Wilson's piece is absolutely beautiful. Richard Strange, an appropriately named actor, stands frozen in a stage frame, a tableau of icy color, and he rarely moves. His presence is remarkable, if not terrifying at times.

There are moments in which the colors and stagecraft are stunning. But everything is cool, simply cool, and the story is intellectually riveting and never striking. I'm moved throughout and never really moved.

I'm a Brecht believer and that sort of alienation is a prerequisite to learning. That was always the point of Brecht's theatre; teaching. Because Wlison's theatre is cool, I would expect that some greater understanding is gained from the show.

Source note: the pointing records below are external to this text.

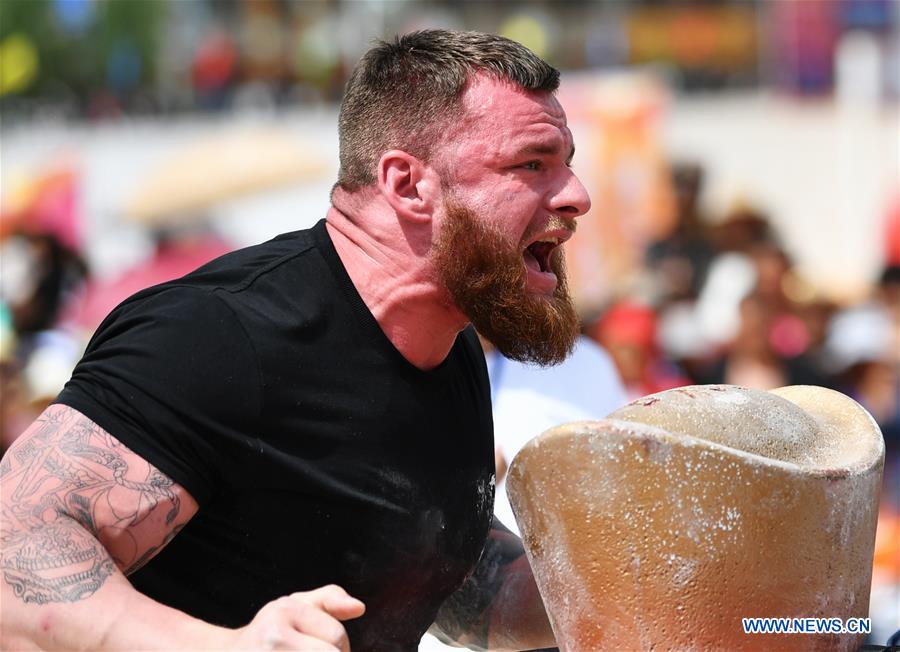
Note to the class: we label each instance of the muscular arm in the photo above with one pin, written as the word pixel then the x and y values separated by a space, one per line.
pixel 78 512
pixel 499 607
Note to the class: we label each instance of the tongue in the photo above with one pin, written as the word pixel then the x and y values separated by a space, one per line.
pixel 530 261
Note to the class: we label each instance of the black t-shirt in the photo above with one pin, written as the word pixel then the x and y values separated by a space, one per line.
pixel 263 385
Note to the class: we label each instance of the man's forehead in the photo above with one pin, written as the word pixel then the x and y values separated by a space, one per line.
pixel 505 117
pixel 486 96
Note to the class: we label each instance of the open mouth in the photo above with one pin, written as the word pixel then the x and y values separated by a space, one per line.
pixel 537 254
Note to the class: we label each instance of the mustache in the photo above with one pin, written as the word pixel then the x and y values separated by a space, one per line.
pixel 554 223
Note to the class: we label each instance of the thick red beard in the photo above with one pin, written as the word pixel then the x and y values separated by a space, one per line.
pixel 486 279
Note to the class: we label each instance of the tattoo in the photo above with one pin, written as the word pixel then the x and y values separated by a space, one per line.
pixel 466 615
pixel 77 505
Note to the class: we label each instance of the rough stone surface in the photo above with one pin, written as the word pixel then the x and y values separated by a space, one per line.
pixel 662 526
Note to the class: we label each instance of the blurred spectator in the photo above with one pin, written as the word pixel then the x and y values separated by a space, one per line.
pixel 680 261
pixel 528 400
pixel 628 332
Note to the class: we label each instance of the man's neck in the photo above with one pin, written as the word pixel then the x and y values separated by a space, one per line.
pixel 391 269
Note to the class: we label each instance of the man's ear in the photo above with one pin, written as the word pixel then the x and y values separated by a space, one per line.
pixel 410 186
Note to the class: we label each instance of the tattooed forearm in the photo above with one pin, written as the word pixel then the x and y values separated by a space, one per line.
pixel 76 505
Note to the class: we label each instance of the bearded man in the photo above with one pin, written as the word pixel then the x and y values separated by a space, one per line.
pixel 309 419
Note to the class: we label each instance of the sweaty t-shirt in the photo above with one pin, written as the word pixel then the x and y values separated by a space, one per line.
pixel 263 385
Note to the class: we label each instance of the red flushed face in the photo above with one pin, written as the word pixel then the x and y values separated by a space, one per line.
pixel 509 162
pixel 510 200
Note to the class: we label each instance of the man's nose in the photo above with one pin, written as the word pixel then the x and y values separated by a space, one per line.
pixel 572 199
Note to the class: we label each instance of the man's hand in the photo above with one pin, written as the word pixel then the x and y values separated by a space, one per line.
pixel 302 621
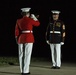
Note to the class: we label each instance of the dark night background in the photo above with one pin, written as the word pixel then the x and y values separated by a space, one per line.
pixel 10 12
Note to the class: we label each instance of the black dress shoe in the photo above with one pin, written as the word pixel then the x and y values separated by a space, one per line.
pixel 57 67
pixel 53 67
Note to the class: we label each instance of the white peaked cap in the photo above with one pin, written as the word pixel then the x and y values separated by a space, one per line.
pixel 55 11
pixel 25 9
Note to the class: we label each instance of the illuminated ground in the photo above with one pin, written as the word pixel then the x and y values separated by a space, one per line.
pixel 41 68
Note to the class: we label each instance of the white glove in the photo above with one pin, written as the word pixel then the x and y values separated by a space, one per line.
pixel 47 42
pixel 33 17
pixel 62 43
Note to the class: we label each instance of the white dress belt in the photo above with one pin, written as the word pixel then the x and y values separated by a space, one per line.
pixel 55 32
pixel 27 31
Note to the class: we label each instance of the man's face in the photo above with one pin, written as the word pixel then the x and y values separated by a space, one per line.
pixel 55 16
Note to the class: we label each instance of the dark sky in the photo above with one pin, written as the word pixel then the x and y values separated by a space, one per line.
pixel 10 12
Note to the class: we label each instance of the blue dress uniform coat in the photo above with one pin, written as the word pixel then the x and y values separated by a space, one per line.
pixel 55 31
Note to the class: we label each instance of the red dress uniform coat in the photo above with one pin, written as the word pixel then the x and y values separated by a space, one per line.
pixel 25 24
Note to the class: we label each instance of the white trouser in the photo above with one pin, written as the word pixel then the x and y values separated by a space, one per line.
pixel 56 54
pixel 25 51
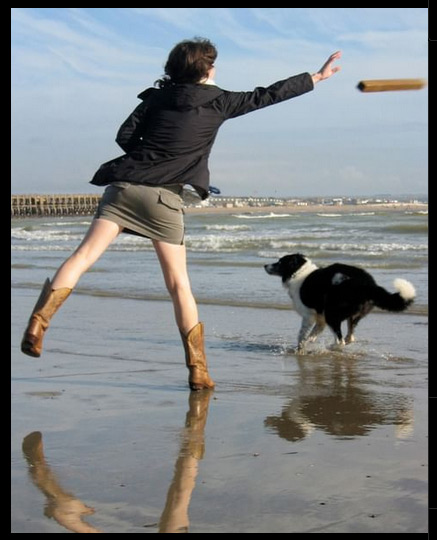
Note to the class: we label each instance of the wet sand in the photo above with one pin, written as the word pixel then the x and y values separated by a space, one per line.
pixel 106 436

No such. It's simply beautiful, cool, intellectual and open-ended. I'm not going to bitch about this at all. That kind of open-ended reward may be enough to justify an evening at the theatre.

September 29

For the San Francisco production, Marianne Faithful, the legendary rock girlfriend, plays the role of the Devil. Marianne isn't simply Mick Jagger's ex-girlfriend from the 60's, nor merely the singer of a wonderful Jagger-Richard tune, “As Tears Go By”. For any proto-punk fan of the late 1970's, she came out with some important albums, and she worked with great musicians then.

And now, she continues to work with important and hip names. But that doesn't really concern me, because she is sooooo not the point of seeing this show. She's the weak part of it.

For any theatre aficionado, Robert Wilson is the real attraction here. His work is seminal theater; brilliant.

It's also calculated, ingenious and not a little cold and emotionless.

September 28

I'm not about to miss the opportunity to see Tom Waits' The Black Rider, the musical created nearly a decade ago. After being revived in New York , the same company has arrived in San Francisco to perform for ten or so weeks before heading to Sydney for a five week run.

I have my reasons for being there. Tom Waits writes and performs quintessentially American music, and can claim every bit as much ownership of that rubric as eminences grises such as Charles Ives and Aaron Copland. Sure, if you've only heard his early albums, you think I'm nuts. But if you've heard anything from the man in the last ten or fifteen years, you must agree.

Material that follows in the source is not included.